10 Shocking Movie Scenes Directors Later Regretted

When too far goes a little too far.

The Last House On The Left
MGM

Onscreen violence has gotten to the point where viewers are becoming harder and harder to shock. In a world where people can watch Game Of Thrones – a show that averages two beheadings per episode – from the comfort of their own home, it takes something really intense to get viewers unsettled.

A sequence that shocks or upsets viewers works best when it’s for a genuine reason storywise, and not just for cheap titillation. The box scene from Se7en or the beach sequence in Saving Private Ryan work because the audience is invested, making them even more impactful.
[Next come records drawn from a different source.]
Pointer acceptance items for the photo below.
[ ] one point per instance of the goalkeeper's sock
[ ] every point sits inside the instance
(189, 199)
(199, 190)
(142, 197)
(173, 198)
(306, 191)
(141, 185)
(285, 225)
Directors must also be careful not to push things too far since viewers can reach their limits with gore or violence pretty quick.

Some directors feel they crossed this line and later regretted that choice. Maybe they felt the scene in question was so intense or horrible it overshadowed the rest of the movie, or they could have made the same point with more restraint.

On that note, here are ten extreme scenes that filmmakers wish they’d cut back on, and the reasons why.

10. The Tree Rape - The Evil Dead

The Last House On The Left
New Line Cinema

It’s strange to look back on the original Evil Dead - which was a scrappy, no-budget horror flick made by a group of friends - and see the effect it had on the genre. It turned Bruce Campbell into an icon, and gave director Sam Raimi a career.

It’s even stranger to think the guy who directed a film that featured a raping tree would direct three Spider-Man movies, but that’s Hollywood for you. It turns out this is a moment the director doesn’t look back on with fondness either. When asked in an interview with Jonathan Ross if he regretted it, he confirms he did, elaborating "Well, I think it was unnecessarily gratuitous and a little too brutal. And finally because people were offended in a way that I didn't...my goal is not to offend people. It is to entertain, thrill, scare...make them laugh but not to offend them."

While he regrets including the scene, for some reason a version of it was later included in the Evil Dead remake, which he co-produced.